Last week, while I was at work, an e-mail pinged in from my friend Machelle. Noticing that it was titled simply, “Recess,” I cringed as I clicked to open it. Machelle has four young children and is not one to send me notes about cute antics; if the title was “recess,” it was about something that went wrong at recess—either with her children or my own.
I quickly read the e-mail. I was right. Her fifth-grade son had approached her, crying, at lunch recess, when she was dropping off her kindergartner for the afternoon. Some boys in his class would not let him play basketball.
As we exchanged e-mails, I recognized the names of the exclusionary boys as ones I had heard too often before—both from my own children and from other parents. I thought of them as the “alpha-male boys”; some parents called them bullies. The school agreed with the second label, and after Machelle spoke to her son’s teacher, each of the boys received the first warning step in the school’s bullying prevention program.
School is one of the most challenging places for our children to live out Jesus’ command to love their neighbor. The complicated web of social interaction means that often kids are jockeying for position within their class. Helping children to approach interaction with peers from a Christian perspective can be difficult when their peers may have an entirely different agenda that has nothing to do with “loving neighbors” and everything to do with establishing power.
Parents who hold their child to high expectations in terms of how to treat others, however, find that over time, their children become more confident. With confidence comes the respect of classmates, and if there are enough “right acting” children, those kids—not the bullies—eventually set the tone for the class.
Give your child some key phrases
Michele Borba, author of Parents Do Make a Difference: How to Raise Kids with Solid Character, Strong Minds and Caring Hearts (Jossey-Bass), said that parents and teachers can help kids come up with words and phrases to help people feel good. Her examples include: I enjoyed that. I’m glad you’re back. Are you all right? How can I help? You look upset.
Help them to forgive and be forgiven
Our church gives us some powerful resources to help both adults and kids through even the most challenging relationships. Parents who recognize this give their children a gift to take with them into adulthood.

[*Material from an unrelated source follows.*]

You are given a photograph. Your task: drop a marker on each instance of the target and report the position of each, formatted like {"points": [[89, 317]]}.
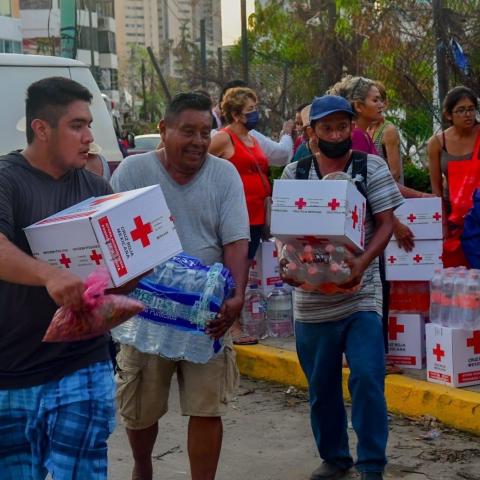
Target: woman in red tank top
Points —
{"points": [[234, 143]]}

Each week, as we recited the Our Father before the Eucharist, we say, “Forgive us our trespasses as we forgive those who trespass against us.”
If you know that your child has had a rough week at school with friendship issues, talk about forgiveness before Mass and ask him or her to pay special attention for times to ask for forgiveness. If you hold hands during the Our Father, give your child a quick squeeze during the part about forgiving. Consider going to the sacrament of Reconciliation during tough times. Once, after our family went to Reconciliation, our son Liam, then 8, reacted by racing around the church parking lot afterwards. “I feel so light!” he told us by way of explanation.
Help them be inclusive
Jesus instructed his followers that when giving a luncheon, they should not invite friends, rich neighbors, or relatives, but instead should invite those who cannot repay them (Luke 14:12–24). We can teach our children to follow in Jesus’ example by encouraging them to plan pay dates with kids who might be otherwise excluded—the quiet child whom no one notices; the child who doesn’t live near everyone else; the child labeled as “not cool.” While children should certainly be allowed a choice in whom they invite to their home, parents can provide guidance to help kids move beyond the obvious choices—those popular kids that everyone thinks of first.